2.3.3 A case series of 30 patients (32 wrists) reported a significant improvement in range of motion in all directions, apart from radial deviation, after 20 months. A case series of 27 patients (29 wrists) reported improvement in some movements at 4-year follow-up. Pain was significantly reduced (p ≤ 0.002).
2.3.4 A case series of 25 patients (28 wrists) reported pain as absent in 72% (18/25), moderate in 20% (5/25) and severe in 8% (2/25) of patients 47 months after the wrist implant. Another case series reported pain relief in all 25 patients, although 20% (5/25) reported mild discomfort on the ulnar side (follow-up period not stated).
2.3.5 The Specialist Advisers considered key efficacy outcomes to include long-term pain relief, range of motion, functional movement and prosthesis survival.
2.4.1 The non-randomised controlled trial of 51 patients reported superficial wound complications in 22% (6/27), joint instability in 15% (4/27) and persistent paraesthesia in 4% (1/27) of patients.
2.4.2 In four case series, wrist implant dislocation occurred in 16% (5/32), 14% (3/22), 0% (0/25) and 0% (0/28) of wrists. Joint loosening was reported in 16% (5/32), 10% (3/29), 0% (0/25) and 0% (0/28) of wrists.
2.4.3 In the non-randomised controlled trial, hardware-related fracture occurred in 0% (0/27) and 4% (1/24) of patients in the implant and arthrodesis groups, respectively.
2.4.4 In the case series, implant complications or errors in implantation occurred in 32% (8/25), 19% (5/27) and 12% (3/25) of patients, and in 27% (6/22) of wrists.
2.4.5 The Specialist Advisers considered key safety outcomes to include rates of infection, dislocation, loosening, stiffness and neurovascular complications. Additional theoretical events include tendon rupture, periprosthetic fracture and complex regional pain syndrome.

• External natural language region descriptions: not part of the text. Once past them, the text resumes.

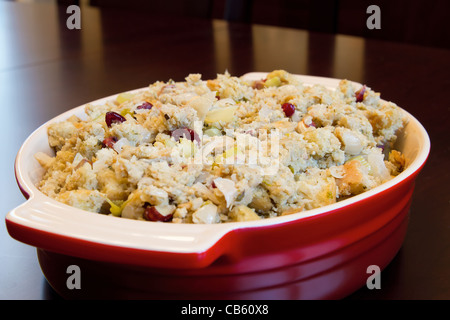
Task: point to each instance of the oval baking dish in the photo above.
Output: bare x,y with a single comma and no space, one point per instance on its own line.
322,253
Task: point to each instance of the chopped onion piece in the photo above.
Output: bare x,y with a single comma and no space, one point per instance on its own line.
206,214
228,189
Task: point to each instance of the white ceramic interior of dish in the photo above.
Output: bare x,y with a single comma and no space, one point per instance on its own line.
43,213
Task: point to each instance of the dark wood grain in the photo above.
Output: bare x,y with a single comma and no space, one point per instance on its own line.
46,69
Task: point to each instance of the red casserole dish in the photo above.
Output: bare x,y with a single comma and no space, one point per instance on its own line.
322,253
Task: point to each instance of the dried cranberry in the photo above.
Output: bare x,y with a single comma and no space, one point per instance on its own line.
113,117
109,142
152,214
145,105
288,109
360,94
185,133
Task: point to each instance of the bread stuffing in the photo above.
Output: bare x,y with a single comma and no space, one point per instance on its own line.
223,150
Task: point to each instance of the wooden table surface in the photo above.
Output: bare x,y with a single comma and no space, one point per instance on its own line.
46,69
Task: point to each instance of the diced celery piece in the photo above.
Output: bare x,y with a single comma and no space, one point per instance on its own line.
115,209
212,132
273,82
222,114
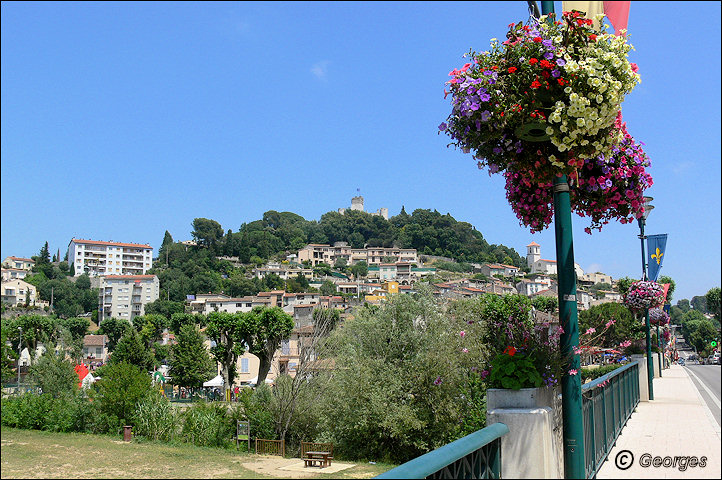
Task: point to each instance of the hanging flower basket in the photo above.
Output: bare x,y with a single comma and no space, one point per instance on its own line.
609,187
642,295
543,104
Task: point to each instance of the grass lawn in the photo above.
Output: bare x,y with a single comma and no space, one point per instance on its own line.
36,454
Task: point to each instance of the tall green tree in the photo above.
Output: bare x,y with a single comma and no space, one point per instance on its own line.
8,354
206,232
263,331
190,361
131,349
226,331
114,328
54,374
712,299
123,386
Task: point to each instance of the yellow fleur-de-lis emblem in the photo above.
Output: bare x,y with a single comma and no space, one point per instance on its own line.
658,256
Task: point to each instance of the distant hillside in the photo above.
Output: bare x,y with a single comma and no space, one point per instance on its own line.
191,270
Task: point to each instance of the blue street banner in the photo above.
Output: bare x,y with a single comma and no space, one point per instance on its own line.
655,251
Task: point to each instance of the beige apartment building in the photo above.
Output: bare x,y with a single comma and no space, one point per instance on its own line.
125,296
97,258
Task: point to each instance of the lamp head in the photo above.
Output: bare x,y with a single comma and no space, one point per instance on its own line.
648,207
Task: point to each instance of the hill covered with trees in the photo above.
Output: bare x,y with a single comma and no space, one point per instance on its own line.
185,270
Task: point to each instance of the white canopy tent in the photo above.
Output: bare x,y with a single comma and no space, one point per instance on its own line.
215,382
254,380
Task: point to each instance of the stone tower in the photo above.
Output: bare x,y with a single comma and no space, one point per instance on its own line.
357,203
533,253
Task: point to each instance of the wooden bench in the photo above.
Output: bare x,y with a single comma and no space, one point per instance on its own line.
312,457
315,452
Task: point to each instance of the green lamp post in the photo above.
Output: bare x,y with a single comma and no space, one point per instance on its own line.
650,365
572,416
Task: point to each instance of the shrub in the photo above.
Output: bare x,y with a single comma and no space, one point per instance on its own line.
155,418
208,425
54,374
121,388
254,406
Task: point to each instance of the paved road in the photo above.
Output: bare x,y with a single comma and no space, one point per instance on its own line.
707,380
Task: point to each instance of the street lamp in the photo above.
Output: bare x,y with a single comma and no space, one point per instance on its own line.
20,354
642,221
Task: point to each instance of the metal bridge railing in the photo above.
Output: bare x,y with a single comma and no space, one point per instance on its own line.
477,455
606,408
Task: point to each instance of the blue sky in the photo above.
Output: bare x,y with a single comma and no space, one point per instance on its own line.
123,120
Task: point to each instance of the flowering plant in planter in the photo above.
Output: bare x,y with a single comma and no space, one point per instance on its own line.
557,82
643,295
658,316
610,186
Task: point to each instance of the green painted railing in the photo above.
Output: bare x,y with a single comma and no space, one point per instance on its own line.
606,409
477,455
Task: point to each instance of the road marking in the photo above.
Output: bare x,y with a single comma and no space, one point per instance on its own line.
712,395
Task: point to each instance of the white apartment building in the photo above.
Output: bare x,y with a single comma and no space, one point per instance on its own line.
18,292
125,296
19,263
97,258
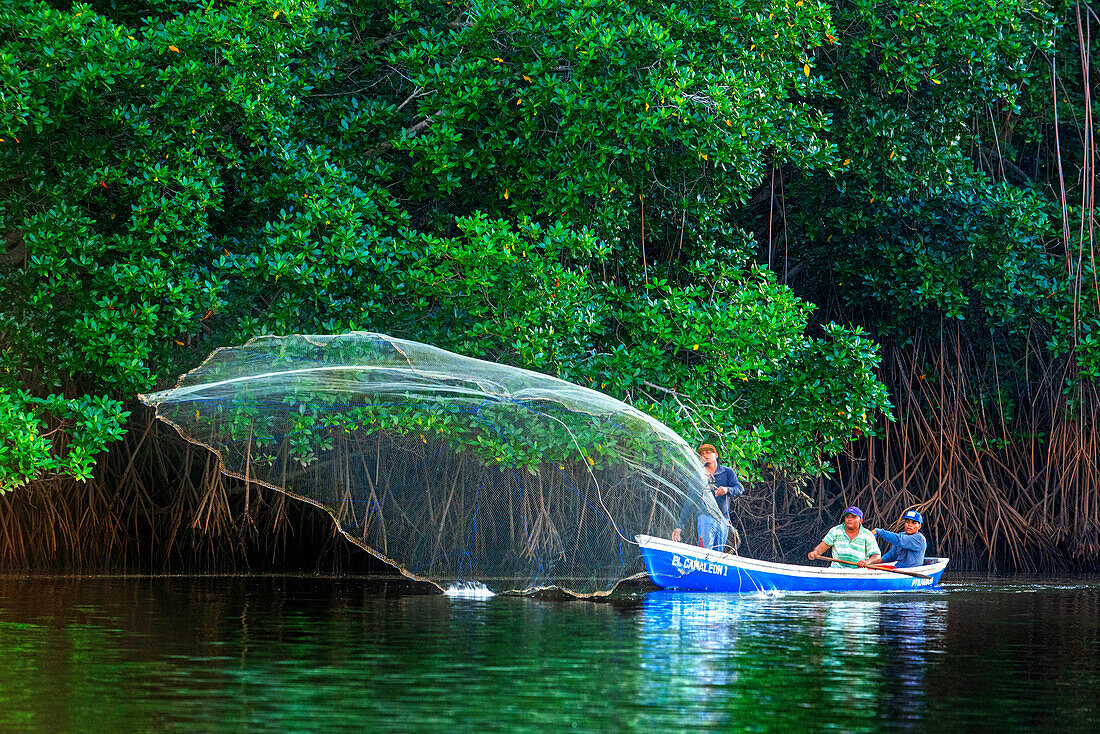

2.5.1 The Committee saw evidence on several different implants, some of which have been withdrawn. The implant design continues to evolve.
2.5.2 Most of the evidence seen by the Committee related to patients with rheumatoid arthritis.
2.5.3 The Committee noted that the National Joint Register intends to enable data collection on total wrist replacement in the future.